Now an associate professor of civil engineering at the University of North Florida, with a master’s degree in coastal engineering and a Ph.D. in engineering mechanics, Dally is hard at work creating what he imagined years ago: a vehicle he calls the Surf Rover.
Dally’s project is being funded by a prestigious Major Research Instrumentation grant that he was awarded from the National Science Foundation (NSF). Though the Surf Rover is a work-in-progress, a complete model scaled to one-quarter the actual size shows a creation that looks part dune buggy and part amphibious crawler, with tank tracks that will allow it to move underwater along the ocean floor.
“When it’s complete, it will be the only one of its kind. Others have tried and failed,” said Dally, who noted the biggest obstacle is the power requirement. He’ll be using a diesel engine that will breathe through a tall snorkel. He stated other engineers have tried electric cords, which are limiting, or batteries, which are heavy and have to be replaced often because they quickly lose power.
Dally and the students working with him—more than 80 students have worked on the project at some point—have designed the Surf Rover to handle the many challenges of the beach environment: soft sand, steep slopes, high waves and strong currents.
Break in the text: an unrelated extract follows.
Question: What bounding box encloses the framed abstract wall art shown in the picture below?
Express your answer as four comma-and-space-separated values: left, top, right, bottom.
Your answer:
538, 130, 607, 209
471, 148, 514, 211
They’re now wrestling with minimizing drag on the tall snorkel and keeping the engine cool until it submerges in the water.
“It’s been challenging and rewarding to apply mechanical, electrical and coastal engineering principles into one project,” said UNF engineering graduate student Patrick Cooper, also a Navy veteran. “Knowing how significant the Surf Rover will be in broadening the understanding of the surf zone, it’s exciting to know I played a small part in that.”
Made from aluminum and stainless steel, the vehicle will weigh more than 3,000 pounds and will measure 16 feet wide and 22 feet long, yet its folding design allows for it to be transported on a modified boat trailer.
The uniqueness of the project ensures it will stand out in the coastal engineering community, according to UNF engineering graduate student Will Fletcher, also a lieutenant in the Navy, which sent him to the University to work on the project.
“The ability to work on a NSF project like this one has been rewarding because we’re helping to create a new piece of scientific equipment that will help us better understand our coasts, oceans and environment,” he said.
Dally, who has expertise in civil, coastal/ocean and engineering mechanics, expects to have the Surf Rover ready to be tested in the water and completed next year. He foresees many uses for the metal workhorse.
“Its primary job will be near-shore surveying, determining how the beach changes during storms and what happens to the sand eroded from the beach,” he said. “But there may also be a demand in the hydrographic surveying industry, which no longer uses swimmers to go out in the water or boats to come close to shore due to recent accidents.”
For the same safety reasons, Dally said the Navy might be interested in using the Surf Rover, rather than divers, to gather information on what’s beneath the waves when it needs to build a causeway for a landing or a rescue operation.
“I’ve been dreaming of this for a long time,” he said. “It’s amazing to me that we have vehicles roving surfaces out in space, but we have nothing to help us routinely collect data and make observations in the surf zone on Earth.”